The World Bank in its report stated that India recorded a 10-year low investment in the public-private sector in 2015, adding to contractions that pulled down the global investment below its five-year average of $124.1 billion.
As per the latest annual report released by the World Bank, the global investment in 2015 decreased to $111.6 billion, below the five-year average of $124.1 billion from 2010 to 2014.
“This contraction resulted from lower investments in Brazil, China and India,” the report added.
“India recorded a 10-year low in investments, as only six road projects usually a rich source of PPI over the past 10 years reached financial closure,” added the World Bank in its latest report on private participation in Infrastructure Database.

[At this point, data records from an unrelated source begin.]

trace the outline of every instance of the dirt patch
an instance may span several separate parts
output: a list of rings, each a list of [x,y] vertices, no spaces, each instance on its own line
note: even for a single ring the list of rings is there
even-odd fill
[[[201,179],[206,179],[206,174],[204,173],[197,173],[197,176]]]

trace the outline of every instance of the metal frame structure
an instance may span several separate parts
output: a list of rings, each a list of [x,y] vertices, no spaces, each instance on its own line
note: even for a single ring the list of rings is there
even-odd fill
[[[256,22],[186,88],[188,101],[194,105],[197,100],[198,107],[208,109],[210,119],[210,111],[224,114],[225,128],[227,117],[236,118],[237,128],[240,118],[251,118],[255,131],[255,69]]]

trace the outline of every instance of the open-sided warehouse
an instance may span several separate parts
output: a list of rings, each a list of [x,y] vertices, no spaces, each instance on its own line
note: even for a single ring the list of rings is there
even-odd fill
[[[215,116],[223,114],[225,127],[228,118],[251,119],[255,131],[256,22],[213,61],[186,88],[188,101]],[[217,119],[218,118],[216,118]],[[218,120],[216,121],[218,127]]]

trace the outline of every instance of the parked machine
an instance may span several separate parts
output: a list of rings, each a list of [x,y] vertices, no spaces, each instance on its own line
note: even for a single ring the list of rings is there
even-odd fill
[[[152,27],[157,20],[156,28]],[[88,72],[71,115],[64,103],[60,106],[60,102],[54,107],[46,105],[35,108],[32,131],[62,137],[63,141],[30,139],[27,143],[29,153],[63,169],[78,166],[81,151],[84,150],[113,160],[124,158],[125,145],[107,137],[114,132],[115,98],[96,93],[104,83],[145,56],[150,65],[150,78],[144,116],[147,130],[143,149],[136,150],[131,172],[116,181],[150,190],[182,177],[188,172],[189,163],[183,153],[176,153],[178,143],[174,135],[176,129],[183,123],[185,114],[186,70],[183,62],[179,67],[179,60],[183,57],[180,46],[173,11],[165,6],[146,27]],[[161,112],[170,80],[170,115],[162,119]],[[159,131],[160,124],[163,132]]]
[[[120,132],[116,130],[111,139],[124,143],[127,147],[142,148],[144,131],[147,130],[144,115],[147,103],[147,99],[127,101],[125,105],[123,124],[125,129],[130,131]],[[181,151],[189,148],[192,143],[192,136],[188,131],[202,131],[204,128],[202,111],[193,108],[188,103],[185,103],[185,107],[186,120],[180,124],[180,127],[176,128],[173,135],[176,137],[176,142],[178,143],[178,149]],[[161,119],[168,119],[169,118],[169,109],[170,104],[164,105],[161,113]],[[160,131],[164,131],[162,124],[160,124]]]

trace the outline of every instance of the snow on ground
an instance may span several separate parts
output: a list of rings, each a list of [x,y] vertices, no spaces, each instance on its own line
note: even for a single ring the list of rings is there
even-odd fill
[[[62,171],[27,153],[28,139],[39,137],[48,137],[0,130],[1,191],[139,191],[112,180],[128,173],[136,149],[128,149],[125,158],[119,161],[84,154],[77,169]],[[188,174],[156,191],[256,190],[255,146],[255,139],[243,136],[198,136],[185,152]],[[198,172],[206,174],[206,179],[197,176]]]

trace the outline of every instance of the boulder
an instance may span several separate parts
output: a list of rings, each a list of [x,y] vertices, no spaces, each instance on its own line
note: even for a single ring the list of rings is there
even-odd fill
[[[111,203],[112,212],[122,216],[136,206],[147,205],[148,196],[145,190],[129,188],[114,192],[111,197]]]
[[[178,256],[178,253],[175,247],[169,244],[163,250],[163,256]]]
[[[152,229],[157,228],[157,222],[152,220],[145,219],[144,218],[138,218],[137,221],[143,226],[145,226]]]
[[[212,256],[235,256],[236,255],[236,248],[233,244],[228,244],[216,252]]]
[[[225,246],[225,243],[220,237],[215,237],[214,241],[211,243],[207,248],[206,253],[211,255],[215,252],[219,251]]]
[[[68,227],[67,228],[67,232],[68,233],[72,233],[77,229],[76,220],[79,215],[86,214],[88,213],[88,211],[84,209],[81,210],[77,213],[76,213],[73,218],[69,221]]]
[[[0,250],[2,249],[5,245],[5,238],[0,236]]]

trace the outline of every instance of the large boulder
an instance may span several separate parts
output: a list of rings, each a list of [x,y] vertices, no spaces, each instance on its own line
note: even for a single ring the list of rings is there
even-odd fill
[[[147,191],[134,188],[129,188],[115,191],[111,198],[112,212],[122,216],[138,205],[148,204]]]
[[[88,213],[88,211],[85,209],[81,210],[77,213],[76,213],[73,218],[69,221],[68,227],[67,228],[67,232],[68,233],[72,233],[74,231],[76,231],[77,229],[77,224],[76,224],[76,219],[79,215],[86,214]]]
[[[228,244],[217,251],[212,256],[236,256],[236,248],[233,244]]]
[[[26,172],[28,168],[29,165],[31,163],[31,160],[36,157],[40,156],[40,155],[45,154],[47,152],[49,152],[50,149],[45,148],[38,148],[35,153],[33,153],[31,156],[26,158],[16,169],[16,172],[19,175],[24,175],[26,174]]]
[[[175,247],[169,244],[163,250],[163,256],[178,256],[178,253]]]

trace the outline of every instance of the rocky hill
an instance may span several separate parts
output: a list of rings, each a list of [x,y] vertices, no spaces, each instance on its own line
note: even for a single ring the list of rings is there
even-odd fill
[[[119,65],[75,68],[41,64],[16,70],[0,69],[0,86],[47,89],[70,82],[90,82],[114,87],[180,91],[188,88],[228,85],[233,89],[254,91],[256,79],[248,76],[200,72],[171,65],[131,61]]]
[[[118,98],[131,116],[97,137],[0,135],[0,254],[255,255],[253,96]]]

“Consistent with historical trends, India generated a majority of the projects (36 out of 43); Pakistan had four; Nepal, two; and Bangladesh, one. Notably, 26 of the 36 projects in India, amounting to $2.0 billion, targeted renewable energy, while all of Pakistan’s projects, totaling $749.9 million, solely focused on renewable,” it added.
“Investments in China also fell significantly below its five, ten and 20-year averages, as the average transaction dropped to $63 million,” it said.
India, China and Brazil took the lead with 131 of the 300 global deals or 44% of all projects. Still their combined investment of $11.6 billion only made up 10 percent of the global total, compared to 54% in 2014, which was also the annual average over the previous four years.
According to the World Bank, global private infrastructure investment in 2015, though on par with the previous year, was 10% lower than the previous five-year average because of dwindling commitments in the three nations.
Practice Manager Public-Private Partnerships World Bank Group, Clive Harris, said the data finds that investments in other emerging economies increased rapidly to $ 99.9 billion, representing a 92% year-over-year increase.